No entanto, isso é o que acontece com frequência. Marvel’s Avengers força o jogador a se engajar com o sistema de loots de forma exaustiva, seja através de missões arbitrárias – como “vá lá conversar com o vendedor de itens da Shield” – ou pela necessidade de evoluir os itens equipados em meus heróis, por conta da progressão de dificuldade de inimigos.
Em vários momentos, me vi obrigado a desviar a missão principal para ir buscar um baú de equipamentos aleatórios escondido no mapa, não exatamente porque era isso que eu queria estar fazendo, mas porque é isso que eu tinha que fazer para buscar um item melhor – na tentativa de aumentar um pouco mais o dano ou a resistência do meu herói.
À isso, se soma outro problema frequente de jogos como serviço ao estilo “looter”: a falta de diversidade de missões. Marvel’s Avengers tem um número pequeno de tipo de missões,que se repetem com frequência e que se tornam rapidamente cansativas para o jogador. “Fique parado em um ponto do mapa enquanto o sistema é hackeado”, “defenda NPCs de ondas de inimigos” e “destrua o servidor” são tipos comuns de missão, e nenhuma delas é particularmente empolgante.
Tudo isso se amarra à enxurrada de cosméticos do jogo, que podem ser liberadas através de gameplay ou usando o atalho das microtransações, e que incentivam o jogador e voltar com frequência ao game com desafios diários e semanais de gameplay.
Tudo, é claro, é opcional, mas é impossível não ficar com a sensação do que Marvel’s Avengers poderia ter implementado em termos de narrativa, cenários mais inspirados ou na diversidade de gameplay, caso esses não fossem focos do jogo.
Só o começo
Assim como outros jogos como serviço, Marvel’s Avengers é fiado na promessa de que mais conteúdos serão adicionados ao jogo ao longo dos próximos meses. Algumas adições já estão confirmadas: personagens como Gavião Arqueiro, Kate Bishop e o Homem Aranha (na versão de PlayStation) chegarão ao jogo no futuro junto com novos conteúdos de história e missões.
Isso também cria a expectativa de que a Crystal Dynamics ainda pode reforçar o jogo nas áreas em que o título deixa a desejar – em especial no universo empolgante que sua campanha estabelece, mas que fica aquém do que poderia ter sido.
Também, é claro, na correção de bugs, que ainda importunam o jogador durante a experiência mesmo após múltiplos patchs desde terça-feira (01). Modelos de personagem flutuantes, inimigos bugados que ficam parados no mapa, e até mesmo um bug bizarro que estica os braços de Ms.

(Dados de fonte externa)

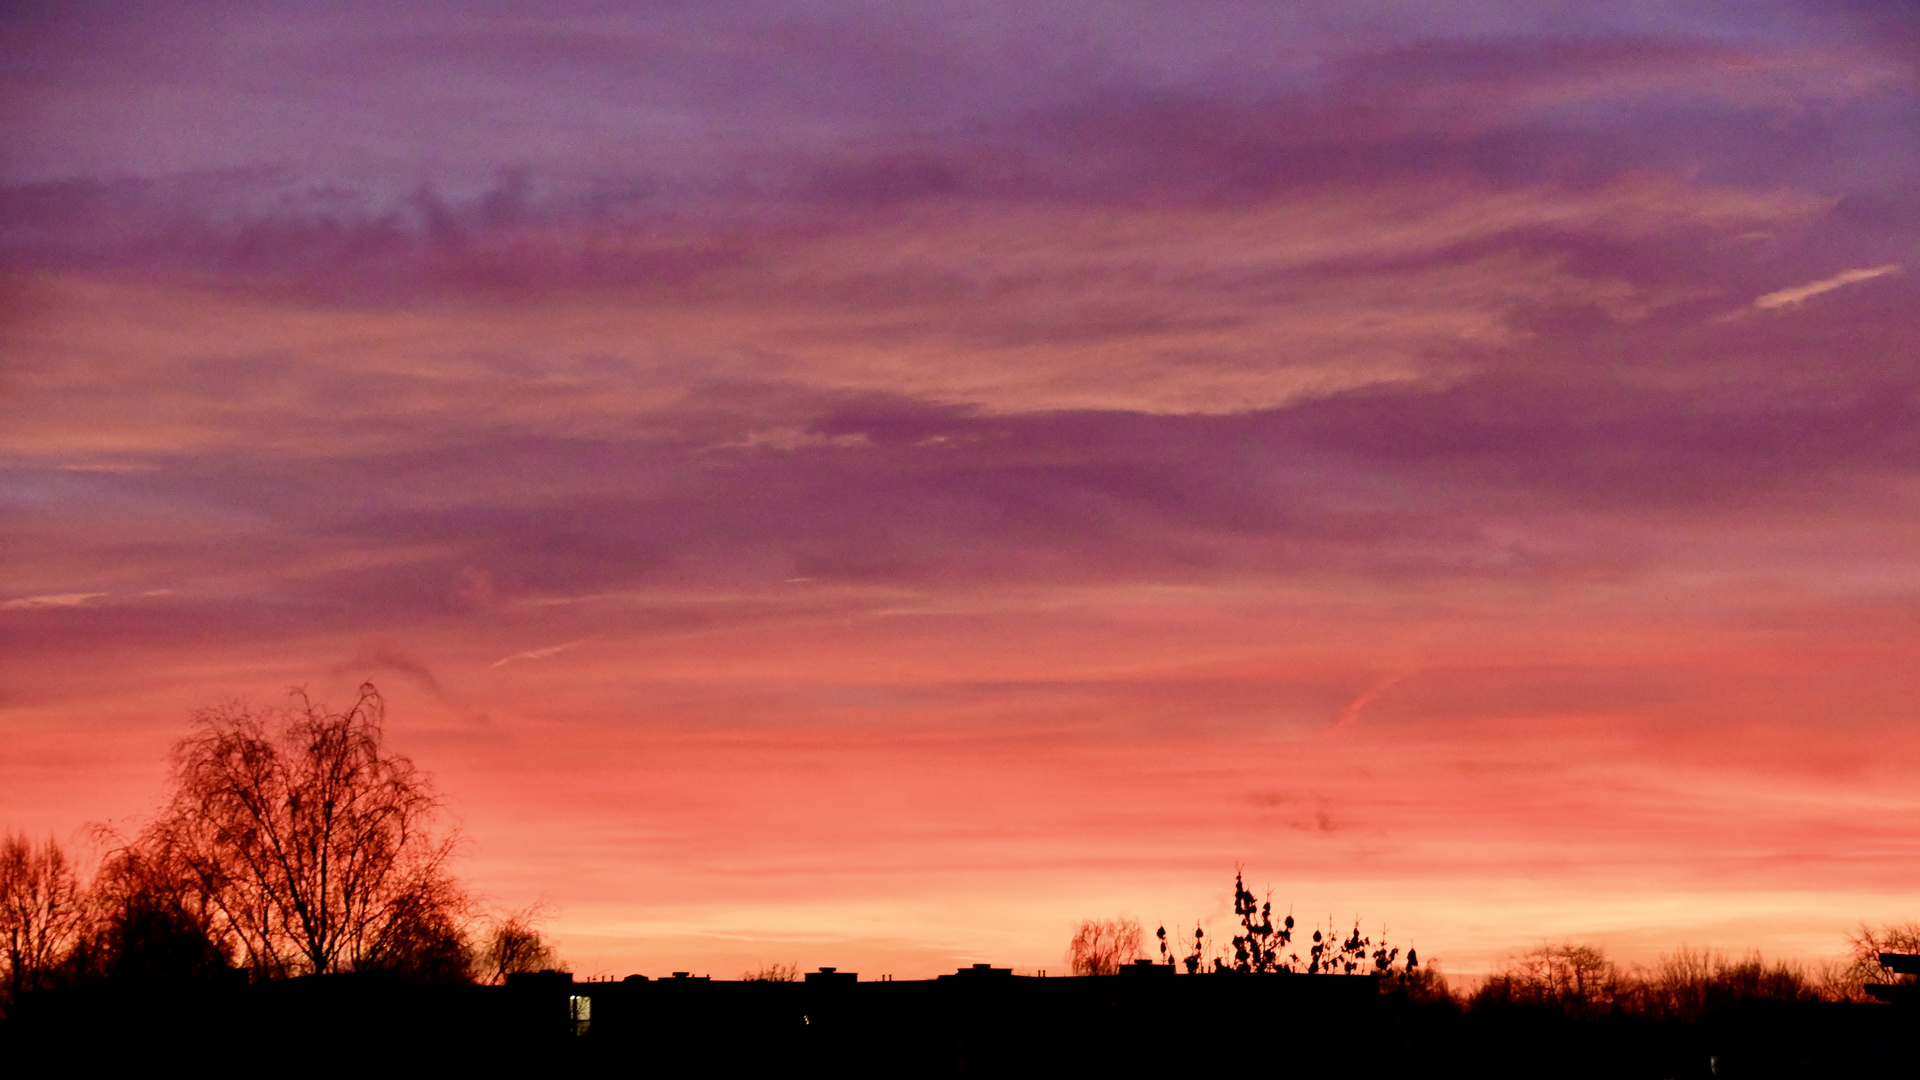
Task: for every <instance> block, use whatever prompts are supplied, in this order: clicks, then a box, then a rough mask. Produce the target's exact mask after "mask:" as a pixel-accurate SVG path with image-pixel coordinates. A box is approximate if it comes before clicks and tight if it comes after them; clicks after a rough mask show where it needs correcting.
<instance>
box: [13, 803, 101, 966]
mask: <svg viewBox="0 0 1920 1080" xmlns="http://www.w3.org/2000/svg"><path fill="white" fill-rule="evenodd" d="M84 915H86V911H84V907H83V892H81V884H79V878H77V876H75V872H73V863H71V861H69V859H67V853H65V851H63V849H61V847H60V844H56V842H54V838H52V836H48V838H46V840H42V842H38V844H35V842H31V840H27V838H25V836H21V834H13V832H10V834H8V836H6V838H4V840H0V961H4V963H6V972H4V974H6V982H4V990H6V999H8V1001H13V999H17V997H19V994H21V992H27V990H40V988H44V986H48V984H50V982H52V980H54V978H56V974H58V970H60V967H61V963H63V961H65V959H67V955H69V951H71V949H73V944H75V940H77V938H79V934H81V930H83V924H84Z"/></svg>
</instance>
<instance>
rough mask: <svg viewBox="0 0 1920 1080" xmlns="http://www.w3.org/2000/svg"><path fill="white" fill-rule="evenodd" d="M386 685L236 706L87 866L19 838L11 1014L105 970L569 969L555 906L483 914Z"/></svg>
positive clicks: (8, 908) (209, 732)
mask: <svg viewBox="0 0 1920 1080" xmlns="http://www.w3.org/2000/svg"><path fill="white" fill-rule="evenodd" d="M382 723H384V703H382V700H380V694H378V690H374V686H372V684H365V686H361V690H359V696H357V700H355V701H353V705H351V707H349V709H346V711H340V713H334V711H328V709H326V707H324V705H319V703H315V701H311V700H309V698H307V696H305V694H303V692H294V696H292V701H290V705H288V707H286V709H267V711H259V709H248V707H242V705H228V707H223V709H209V711H204V713H200V715H198V717H196V721H194V730H192V734H190V736H188V738H186V740H182V742H180V744H179V746H177V748H175V755H173V773H171V788H169V792H167V798H165V799H163V801H161V809H159V811H157V813H156V815H154V819H152V821H148V822H146V824H144V826H140V828H138V830H136V832H132V834H131V836H127V834H119V832H111V830H106V828H96V830H94V836H96V840H98V842H100V846H102V847H104V855H102V859H100V861H98V867H96V869H94V871H92V874H90V876H86V878H84V880H83V874H81V871H79V869H77V867H75V861H73V857H71V855H69V853H67V851H65V849H63V847H61V846H60V844H58V842H54V840H52V838H46V840H31V838H27V836H17V834H6V836H4V838H0V942H4V955H0V965H4V967H0V974H4V980H0V1011H6V1009H8V1007H12V1005H13V1003H15V1001H19V997H21V995H25V994H35V992H46V990H56V988H75V986H86V984H104V982H111V984H125V986H131V984H173V986H192V984H209V982H223V980H225V982H232V980H240V982H265V980H282V978H292V976H305V974H340V972H359V974H363V976H378V978H386V980H394V982H409V984H463V982H474V980H482V982H486V980H492V982H497V980H503V978H505V976H507V974H509V972H518V970H540V969H543V967H553V963H555V957H553V949H551V947H549V945H547V944H545V942H543V940H541V936H540V930H538V926H536V911H532V909H528V911H522V913H515V915H495V917H484V915H482V913H480V911H478V903H476V901H474V899H472V897H470V896H468V892H467V890H465V886H463V884H461V882H459V880H457V878H455V876H453V872H451V871H449V859H451V855H453V849H455V846H457V842H459V838H457V834H455V832H453V830H451V828H445V826H444V822H442V821H440V801H438V798H436V796H434V792H432V786H430V782H428V780H426V776H424V774H420V773H419V771H417V769H415V767H413V763H411V761H409V759H407V757H403V755H397V753H392V751H388V749H386V748H384V742H382Z"/></svg>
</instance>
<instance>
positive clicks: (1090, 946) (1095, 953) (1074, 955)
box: [1068, 919, 1140, 974]
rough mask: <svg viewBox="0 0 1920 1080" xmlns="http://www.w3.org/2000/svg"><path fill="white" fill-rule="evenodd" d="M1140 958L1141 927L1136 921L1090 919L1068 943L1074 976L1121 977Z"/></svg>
mask: <svg viewBox="0 0 1920 1080" xmlns="http://www.w3.org/2000/svg"><path fill="white" fill-rule="evenodd" d="M1139 955H1140V924H1139V922H1137V920H1133V919H1089V920H1085V922H1081V924H1079V930H1075V932H1073V942H1069V944H1068V969H1071V970H1073V974H1119V969H1121V965H1129V963H1133V959H1135V957H1139Z"/></svg>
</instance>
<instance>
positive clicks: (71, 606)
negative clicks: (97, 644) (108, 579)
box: [0, 592, 106, 611]
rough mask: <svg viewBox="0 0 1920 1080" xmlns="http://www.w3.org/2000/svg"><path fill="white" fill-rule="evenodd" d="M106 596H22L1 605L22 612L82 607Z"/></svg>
mask: <svg viewBox="0 0 1920 1080" xmlns="http://www.w3.org/2000/svg"><path fill="white" fill-rule="evenodd" d="M102 596H106V594H104V592H50V594H46V596H21V598H19V600H8V601H6V603H0V609H6V611H21V609H31V607H81V605H86V603H92V601H94V600H100V598H102Z"/></svg>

Marvel para o infinito e além, foram frequentes no jogo e não combinam em nada com sua proposta AAA.
O jogo também é mais um que mostram como a atual geração de consoles já está chegando ao limite, com problemas frequentes de desempenho no hardware do PlayStation 4 padrão em que jogamos, principalmente em cenas de combate intenso, como nas batalhas contra chefões. Patchs de otimização são bem-vindos e necessários.
Não há dúvidas de que Marvel’s Avengers poderia ser uma versão muito melhor de si mesmo caso a Crystal Dynamics tivesse direcionado mais esforços para o que brilha no jogo – como o aspecto heróico de sua campanha e no ótimo combate –, e menos em colocar mais um jogo como serviço no mercado – mais um para a lista de games que disputam pela atenção diária do jogador, e exigem um investimento de tempo e paciência em sistemas cansativos de gameplay.
Ainda assim, o jogo estabelece bases sólidas. Se o jogador tiver paciência para ignorar os aspectos mais maçantes de gameplay, Avengers tem conteúdo para quem só quer se divertir por algumas horas dando porrada em vilões com alguns dos personagens mais populares da cultura pop. O que resta é saber para qual direção a produtora do título e a Square Enix vão levá-lo no futuro – e se, com nova atualizações, Marvel’s Avengers poderá se aproximar do jogo que fãs da franquia sonhavam em ter.